Business Rules kontra Anforderungen – worin liegen eigentlich die Unterschiede?

In meinen Projekten bzw. Trainings werde ich immer wieder von meinen Kunden gefragt, worin denn genau die Unterschiede in den Methoden, Techniken oder dem Vorgehen zwischen einer reinen System- und einer Geschäftsprozessanalyse bestehen. Diese Frage ist eigentlich ziemlich schnell und einfach zu beantworten: die Unterschiede in der Dokumentation (das Vorgehen unterscheidet sich stark) sind nur marginal, denn im Prinzip ist nur der Betrachtungsgegenstand (z.B. ein System gegenüber einer Abteilung) ein anderer.
Diese Verwirrung kann man jedoch leicht erklären: Die einschlägige Literatur zu den Themen „Geschäftsprozessanalyse“ und „Systemanalyse“ verwendet meist für einen im Grunde gleichen Sachverhalt/Artefakt/Element zwei unterschiedliche Begriffe.
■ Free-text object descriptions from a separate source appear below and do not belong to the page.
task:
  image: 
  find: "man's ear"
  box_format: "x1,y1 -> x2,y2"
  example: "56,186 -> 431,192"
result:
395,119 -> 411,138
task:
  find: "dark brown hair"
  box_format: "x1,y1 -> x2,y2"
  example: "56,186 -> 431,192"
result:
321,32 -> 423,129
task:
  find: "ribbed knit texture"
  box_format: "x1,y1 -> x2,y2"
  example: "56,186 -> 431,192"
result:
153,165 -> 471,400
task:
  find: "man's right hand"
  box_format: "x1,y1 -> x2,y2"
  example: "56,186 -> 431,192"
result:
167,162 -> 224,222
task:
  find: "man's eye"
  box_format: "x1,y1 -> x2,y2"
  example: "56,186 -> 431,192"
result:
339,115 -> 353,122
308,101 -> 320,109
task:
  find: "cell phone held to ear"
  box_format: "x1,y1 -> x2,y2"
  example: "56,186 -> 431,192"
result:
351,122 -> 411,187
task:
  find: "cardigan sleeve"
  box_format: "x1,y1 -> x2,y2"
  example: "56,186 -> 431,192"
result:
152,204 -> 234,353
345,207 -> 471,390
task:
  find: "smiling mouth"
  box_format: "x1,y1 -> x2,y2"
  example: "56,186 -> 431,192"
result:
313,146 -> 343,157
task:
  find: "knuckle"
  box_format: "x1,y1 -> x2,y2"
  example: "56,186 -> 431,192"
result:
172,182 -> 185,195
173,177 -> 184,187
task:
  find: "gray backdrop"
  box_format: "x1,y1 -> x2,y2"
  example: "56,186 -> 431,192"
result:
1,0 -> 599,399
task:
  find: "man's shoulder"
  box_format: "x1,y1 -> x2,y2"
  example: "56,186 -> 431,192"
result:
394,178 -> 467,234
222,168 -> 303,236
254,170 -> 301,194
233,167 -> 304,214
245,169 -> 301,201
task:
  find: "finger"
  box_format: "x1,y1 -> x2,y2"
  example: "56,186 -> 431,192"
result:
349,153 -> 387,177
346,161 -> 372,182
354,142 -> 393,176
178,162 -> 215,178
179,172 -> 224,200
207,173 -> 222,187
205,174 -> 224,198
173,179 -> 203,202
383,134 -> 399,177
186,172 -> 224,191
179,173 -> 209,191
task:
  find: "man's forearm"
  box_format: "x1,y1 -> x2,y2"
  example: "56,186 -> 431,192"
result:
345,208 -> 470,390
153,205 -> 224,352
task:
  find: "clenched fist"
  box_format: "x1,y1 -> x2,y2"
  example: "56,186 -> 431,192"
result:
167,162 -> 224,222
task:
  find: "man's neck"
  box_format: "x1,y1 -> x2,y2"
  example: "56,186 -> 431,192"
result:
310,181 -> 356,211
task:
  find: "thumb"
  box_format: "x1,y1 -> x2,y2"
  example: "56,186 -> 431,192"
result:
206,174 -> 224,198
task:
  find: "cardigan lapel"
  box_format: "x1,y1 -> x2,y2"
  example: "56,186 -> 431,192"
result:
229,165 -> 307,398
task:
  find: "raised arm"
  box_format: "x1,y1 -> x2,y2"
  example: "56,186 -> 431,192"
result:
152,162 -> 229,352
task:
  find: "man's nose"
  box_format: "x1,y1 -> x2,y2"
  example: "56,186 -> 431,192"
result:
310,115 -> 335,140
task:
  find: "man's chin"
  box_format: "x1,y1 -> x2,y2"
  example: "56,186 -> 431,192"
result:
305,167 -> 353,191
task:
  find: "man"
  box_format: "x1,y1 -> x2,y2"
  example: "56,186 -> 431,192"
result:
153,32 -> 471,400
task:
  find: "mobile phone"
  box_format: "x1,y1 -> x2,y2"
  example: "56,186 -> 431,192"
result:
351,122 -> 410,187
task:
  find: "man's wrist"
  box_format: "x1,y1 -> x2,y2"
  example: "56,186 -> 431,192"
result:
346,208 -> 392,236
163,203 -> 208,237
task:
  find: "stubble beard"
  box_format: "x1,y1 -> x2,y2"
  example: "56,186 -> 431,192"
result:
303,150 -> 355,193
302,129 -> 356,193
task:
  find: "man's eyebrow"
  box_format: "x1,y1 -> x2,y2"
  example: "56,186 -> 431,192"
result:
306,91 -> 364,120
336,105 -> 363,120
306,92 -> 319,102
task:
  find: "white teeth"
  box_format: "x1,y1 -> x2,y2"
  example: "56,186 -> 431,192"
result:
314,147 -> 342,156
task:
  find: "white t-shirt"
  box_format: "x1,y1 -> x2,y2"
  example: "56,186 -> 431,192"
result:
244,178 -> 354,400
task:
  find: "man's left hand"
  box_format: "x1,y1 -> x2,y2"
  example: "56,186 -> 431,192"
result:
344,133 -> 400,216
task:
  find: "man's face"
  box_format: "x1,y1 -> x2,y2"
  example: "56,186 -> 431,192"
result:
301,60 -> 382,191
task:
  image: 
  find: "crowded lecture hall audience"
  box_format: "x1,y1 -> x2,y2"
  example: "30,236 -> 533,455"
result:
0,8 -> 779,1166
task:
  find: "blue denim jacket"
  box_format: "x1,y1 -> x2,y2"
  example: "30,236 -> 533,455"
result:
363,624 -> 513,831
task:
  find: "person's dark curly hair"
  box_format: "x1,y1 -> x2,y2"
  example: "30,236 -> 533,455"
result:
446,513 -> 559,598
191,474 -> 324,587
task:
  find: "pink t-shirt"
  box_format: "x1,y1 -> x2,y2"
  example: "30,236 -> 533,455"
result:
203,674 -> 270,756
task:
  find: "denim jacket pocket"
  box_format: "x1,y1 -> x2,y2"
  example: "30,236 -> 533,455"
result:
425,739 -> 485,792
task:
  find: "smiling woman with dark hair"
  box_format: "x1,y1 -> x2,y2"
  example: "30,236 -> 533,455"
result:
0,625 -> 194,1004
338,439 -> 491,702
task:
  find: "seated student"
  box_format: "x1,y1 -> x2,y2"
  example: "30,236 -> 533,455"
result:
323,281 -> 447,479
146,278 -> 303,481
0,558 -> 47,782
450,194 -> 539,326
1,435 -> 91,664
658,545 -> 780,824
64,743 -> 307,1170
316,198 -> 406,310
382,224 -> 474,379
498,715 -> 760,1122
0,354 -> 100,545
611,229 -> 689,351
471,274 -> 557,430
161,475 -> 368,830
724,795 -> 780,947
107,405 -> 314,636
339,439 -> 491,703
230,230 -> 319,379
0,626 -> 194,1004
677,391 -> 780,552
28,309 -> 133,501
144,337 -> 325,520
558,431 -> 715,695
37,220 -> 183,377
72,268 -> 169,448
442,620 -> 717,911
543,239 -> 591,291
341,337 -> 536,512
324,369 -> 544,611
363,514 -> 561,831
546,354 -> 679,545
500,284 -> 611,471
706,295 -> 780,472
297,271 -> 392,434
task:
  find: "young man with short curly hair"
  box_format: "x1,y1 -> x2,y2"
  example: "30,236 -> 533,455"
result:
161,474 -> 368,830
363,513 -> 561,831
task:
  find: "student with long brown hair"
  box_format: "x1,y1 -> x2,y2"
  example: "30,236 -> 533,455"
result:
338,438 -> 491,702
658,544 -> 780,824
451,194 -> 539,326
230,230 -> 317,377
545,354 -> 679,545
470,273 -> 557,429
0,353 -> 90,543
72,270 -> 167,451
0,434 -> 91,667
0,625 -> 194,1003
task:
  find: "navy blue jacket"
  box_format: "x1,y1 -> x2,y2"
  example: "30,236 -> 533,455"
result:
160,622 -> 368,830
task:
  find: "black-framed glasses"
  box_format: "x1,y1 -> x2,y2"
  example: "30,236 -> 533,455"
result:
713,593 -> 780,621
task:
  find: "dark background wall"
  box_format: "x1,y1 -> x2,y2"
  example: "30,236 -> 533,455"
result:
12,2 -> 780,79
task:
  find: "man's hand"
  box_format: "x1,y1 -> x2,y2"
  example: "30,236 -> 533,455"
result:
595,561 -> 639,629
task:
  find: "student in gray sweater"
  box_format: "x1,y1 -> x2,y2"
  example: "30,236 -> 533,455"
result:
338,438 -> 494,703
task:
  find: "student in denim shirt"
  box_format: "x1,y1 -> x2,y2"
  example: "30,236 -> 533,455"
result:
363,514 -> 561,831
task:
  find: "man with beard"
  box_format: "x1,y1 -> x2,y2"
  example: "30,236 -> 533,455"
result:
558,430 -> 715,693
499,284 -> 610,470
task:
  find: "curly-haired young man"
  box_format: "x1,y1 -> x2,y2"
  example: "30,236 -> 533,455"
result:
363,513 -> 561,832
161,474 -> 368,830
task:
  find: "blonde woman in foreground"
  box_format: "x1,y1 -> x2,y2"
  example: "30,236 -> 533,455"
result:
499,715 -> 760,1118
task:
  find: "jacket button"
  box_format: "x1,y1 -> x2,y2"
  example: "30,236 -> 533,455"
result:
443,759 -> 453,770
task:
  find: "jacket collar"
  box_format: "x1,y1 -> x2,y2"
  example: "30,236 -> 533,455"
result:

Ein einfaches Beispiel für diese Behauptung sind die Begriffe „Business Rule“ und „Anforderung“, die ich Ihnen innerhalb dieses Blog-Beitrags genauer vorstellen will, in dem ich Ihnen die Unterschiede bzw. Gemeinsamkeiten aufzeige.

Geben schon die Definitionen Aufschluss?Um die Begriffe „Business Rule“ und „Anforderung“ vergleichen zu können, sollte man sich zunächst einmal die Definitionen anschauen.Definition „Business Rule“ nach [BRG08]:„A Business Rule (= Geschäftsregel) is a statement that defines or constrains some aspect of the business. It is intended to assert business structure (= strukturelle Geschäftsregel), or to control or influence the behaviour of the business (= operative Geschäftsregel).“Definition „Anforderung“ nach [Rupp07]:„Eine Anforderung ist eine Aussage über eine zu erfüllende Eigenschaft oder zu erbringende Leistung eines Produktes, eines Prozesses oder der am Prozess beteiligten Personen.“

Vergleicht man diese Definitionen, so kann man auf den ersten Blick nicht erkennen, dass sie etwas Ähnliches beschreiben. Man könnte lediglich mutmaßen, dass „Statement“ evtl. mit „zu erfüllende Eigenschaft oder zu erbringende Leistung“ übereinstimmen, aber genau wissen wir das nicht.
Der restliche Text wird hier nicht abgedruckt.